Looking at the POST requests, given the relation to the cdn domain and the fact that the payload is encoded, it makes sense that these are likely packets sending out either data or enumeration info:

image

Decoding the very last packet from decimal returned mostly failed requests to the CDN host, but it has the user path to Documents at the very end:

image

Another payload on the larger side reveals that these POST packets do indeed contain enumeration information being exfiltrated to the attacker’s site:

image

Yet another grabbed files containing token or credential information:

image

Now I’m taking a look at the HTTP objects to see any other potential sensitive file exfiltrated:

image

image

But we can also get copies of the malicious files here, and update does show the establishment of the connection to the CDN site:

image

And finally, let’s look for the file that we KNOW was exfiltrated from our endpoint investigation: protected_data.kdbx

Sending out the file to the remote server (this is familiar to us):

image

Dumping data from the database (this is also familiar to us):

image

Notes: packet 44459, database plum.sqlite, and IP 159.89.205.40

A search for the sq3.exe file that was used to dump database table shows a MS-DOS packet with SQL (configuration?) information:

image

Answers to questions:

Q1. What software is used by the attacker to host its presumed file/payload server?

A1. Python

Q2. What HTTP method is used by the C2 for the output of the commands executed by the attacker?

A2. POST

Q3. What is the protocol used during the exfiltration activity?

A3. DNS

Q4. What is the password of the exfiltrated file?

A4. %p9^3!lL^Mz47E2GaT^y

image

I went down a rabbit hole with this question until I eventually realized I had to look at the TCP stream, not the HTTP stream….the one after the packet 44459 that dumped the database.
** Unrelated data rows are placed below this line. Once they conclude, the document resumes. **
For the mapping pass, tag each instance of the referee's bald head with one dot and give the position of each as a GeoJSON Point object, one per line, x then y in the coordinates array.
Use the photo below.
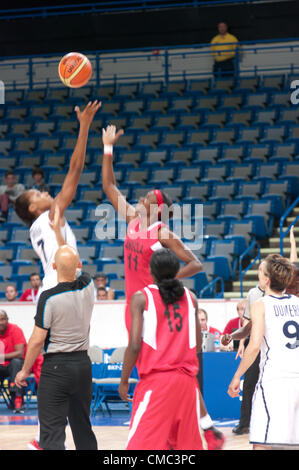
{"type": "Point", "coordinates": [66, 263]}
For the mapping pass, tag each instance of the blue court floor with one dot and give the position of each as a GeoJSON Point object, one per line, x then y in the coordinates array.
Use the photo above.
{"type": "Point", "coordinates": [119, 416]}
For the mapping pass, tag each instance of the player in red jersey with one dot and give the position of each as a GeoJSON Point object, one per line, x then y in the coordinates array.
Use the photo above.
{"type": "Point", "coordinates": [146, 233]}
{"type": "Point", "coordinates": [164, 339]}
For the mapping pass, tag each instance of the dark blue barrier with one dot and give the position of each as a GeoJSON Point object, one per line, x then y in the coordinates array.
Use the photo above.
{"type": "Point", "coordinates": [218, 371]}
Then, I just decoded it in CyberChef like I did with the other encoded payloads.

Q5. What is the credit card number stored inside the exfiltrated file?

A5.

Retrieved the DNS query names from the traffic since that’s where the exfiltrated data is likely hidden in (with the file broken apart, and then each part sent out via DNS consecutively)

image

And then cut out all the hex from those names that matches the malicious destination:

image

Then reassembled the hex together to get the full contents of the exfiltrated file:

image

And finally, reversed the hex in CyberChef, saving the output to a file:

image

To open the file and retrieve the data, I had to install the KeePass password manager to my computer, then open the created KDBX file and enter the master password:

image

Realized I forgot to remove the repeats in the hex names, so revised it then tried the whole process again and we’re in…got the card number:

image

This last question was pretty difficult to solve, and I actually needed to peek at a writeup to make sure I was on the right path before investing time into it. Top notch exercise though!